Am I being ridiculous? This, of course, can only be determined by plugging that word into our respective value systems to understand the basis of the claim. I, for example, think the DMA and the EU are fundamentally flawed approaches to technology. I think the EU is playing in a field with little knowledge about markets and how they work, especially technology markets. I think the EU is disingenuous about its real motivations; in all liklihood, those motivations are even hidden from the proponents and authors of the DMA due to confirmation bias and other human frailties.
So, from my value system, nothing I've said here is ridiculous.
You clearly have a very different value system. So, ridiculous is in the eye of the beholder.
And EU knows what they’re doing, you simply have an ideological difference that doesn’t square with how EU thinks about markets and economics.
EU have a very flawed approach if you think they are trying to meet the same goals as you value.
European Union
The Treaty on European Union set the following goals in Article 3(3):
The Union shall establish an internal market. It shall work for the sustainable development of Europe based on balanced economic growth and price stability, a highly competitive social market economy, aiming at full employment and social progress, and a high level of protection and improvement of the quality of the environment. It shall promote scientific and technological advance.
Competitiveness has "top priority as the goal of all reforms". Increasingly, the EU is taking over the functions that Eucken and the Ordoliberals had provided for the state in dealing with companies, trade unions, etc. The "effectiveness of Ordoliberalism" was evidenced by the euro, which escapes the access by the nation states ("money that cannot be produced by oneself"), the design of the competition order for the European market and the "European austerity regime".
Ordoliberals are also known for pursuing a minimum configuration of vital resources.
EU follows a mix of the Ordoliberal theory that the state must create a proper legal environment for the economy and maintain a healthy level of competition through measures that adhere to market principles.
This is the foundation of its legitimacy. The concern is that, if the state does not take active measures to foster competition, firms with monopoly (or oligopoly) power will emerge, which will not only subvert the advantages offered by the market economy, but also possibly undermine good government, since strong economic power can be transformed into political power.
And the The
social market economy also called
Rhine capitalism,
Rhine-Alpine capitalism, the
Rhenish model, and
social capitalism.
Social market economies aims to combine free initiative and social welfare on the basis of a competitive economy.
The social market economy is opposed to laissez-faire policies and to socialist economic systems
and combines private enterprise with regulation and state intervention to establish fair competition, maintaining a balance between a high rate of economic growth, low inflation, low levels of unemployment, good working conditions, social welfare and public services.
Although the social market economy model evolved from ordoliberalism, this concept was not identical with the conception of the Freiburg School.

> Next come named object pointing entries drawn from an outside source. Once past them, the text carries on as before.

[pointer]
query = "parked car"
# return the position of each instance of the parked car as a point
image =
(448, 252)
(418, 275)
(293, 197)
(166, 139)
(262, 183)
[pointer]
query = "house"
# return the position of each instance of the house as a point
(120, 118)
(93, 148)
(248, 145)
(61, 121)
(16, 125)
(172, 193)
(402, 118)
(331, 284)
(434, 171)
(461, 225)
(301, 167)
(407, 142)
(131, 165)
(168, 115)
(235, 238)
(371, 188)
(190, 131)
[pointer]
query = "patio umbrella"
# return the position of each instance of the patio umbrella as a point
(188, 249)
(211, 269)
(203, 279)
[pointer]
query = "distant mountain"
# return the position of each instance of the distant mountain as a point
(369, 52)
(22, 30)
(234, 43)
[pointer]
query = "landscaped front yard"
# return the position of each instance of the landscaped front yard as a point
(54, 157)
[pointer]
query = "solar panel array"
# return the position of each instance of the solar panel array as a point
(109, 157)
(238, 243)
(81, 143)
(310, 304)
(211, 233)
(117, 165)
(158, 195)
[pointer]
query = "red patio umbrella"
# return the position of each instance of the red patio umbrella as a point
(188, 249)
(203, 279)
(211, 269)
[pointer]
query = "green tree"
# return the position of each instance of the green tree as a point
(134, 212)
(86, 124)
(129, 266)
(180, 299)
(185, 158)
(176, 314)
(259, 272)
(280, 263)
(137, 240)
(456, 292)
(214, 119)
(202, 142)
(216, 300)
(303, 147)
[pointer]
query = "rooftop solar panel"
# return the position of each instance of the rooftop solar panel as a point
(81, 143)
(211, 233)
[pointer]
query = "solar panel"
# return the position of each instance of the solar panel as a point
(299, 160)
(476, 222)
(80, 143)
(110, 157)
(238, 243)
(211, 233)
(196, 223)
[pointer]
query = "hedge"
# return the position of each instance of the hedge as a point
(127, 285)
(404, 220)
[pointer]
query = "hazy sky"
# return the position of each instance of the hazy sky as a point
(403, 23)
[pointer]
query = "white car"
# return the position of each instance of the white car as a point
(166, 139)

The main elements of the social market economy in EU are the following.
- The social market contains central elements of a free market economy such as private property, free foreign trade, exchange of goods and free formation of prices.
- In contrast to the situation in a free market economy, the state is not passive and actively implements regulative measures
I think the EU is disingenuous about its real motivations; in all liklihood, those motivations are even hidden from the proponents and authors of the DMA due to confirmation bias and other human frailties.
You clearly have a very different value system. So, ridiculous is in the eye of the beholder.
That the thing EU aren’t disingenuous, they just aren’t laissez-faire.
Ordoliberals thought that liberalism (the freedom of individuals to compete in markets) and laissez-faire (the freedom of markets from government intervention) should be separated.
Walter Eucken, the founding father and one of the most influential representatives of the
Freiburg School, condemned classical laissez-faire liberalism for its ‘naturalistic naivety.’ Eucken states that the market and competition can only exist if economic order is created by a strong state. The power of government should be clearly determined, but in its area in which the state plays a role, the state has to be active and powerful. For ordoliberals, the right kind of government is the solution of the problem.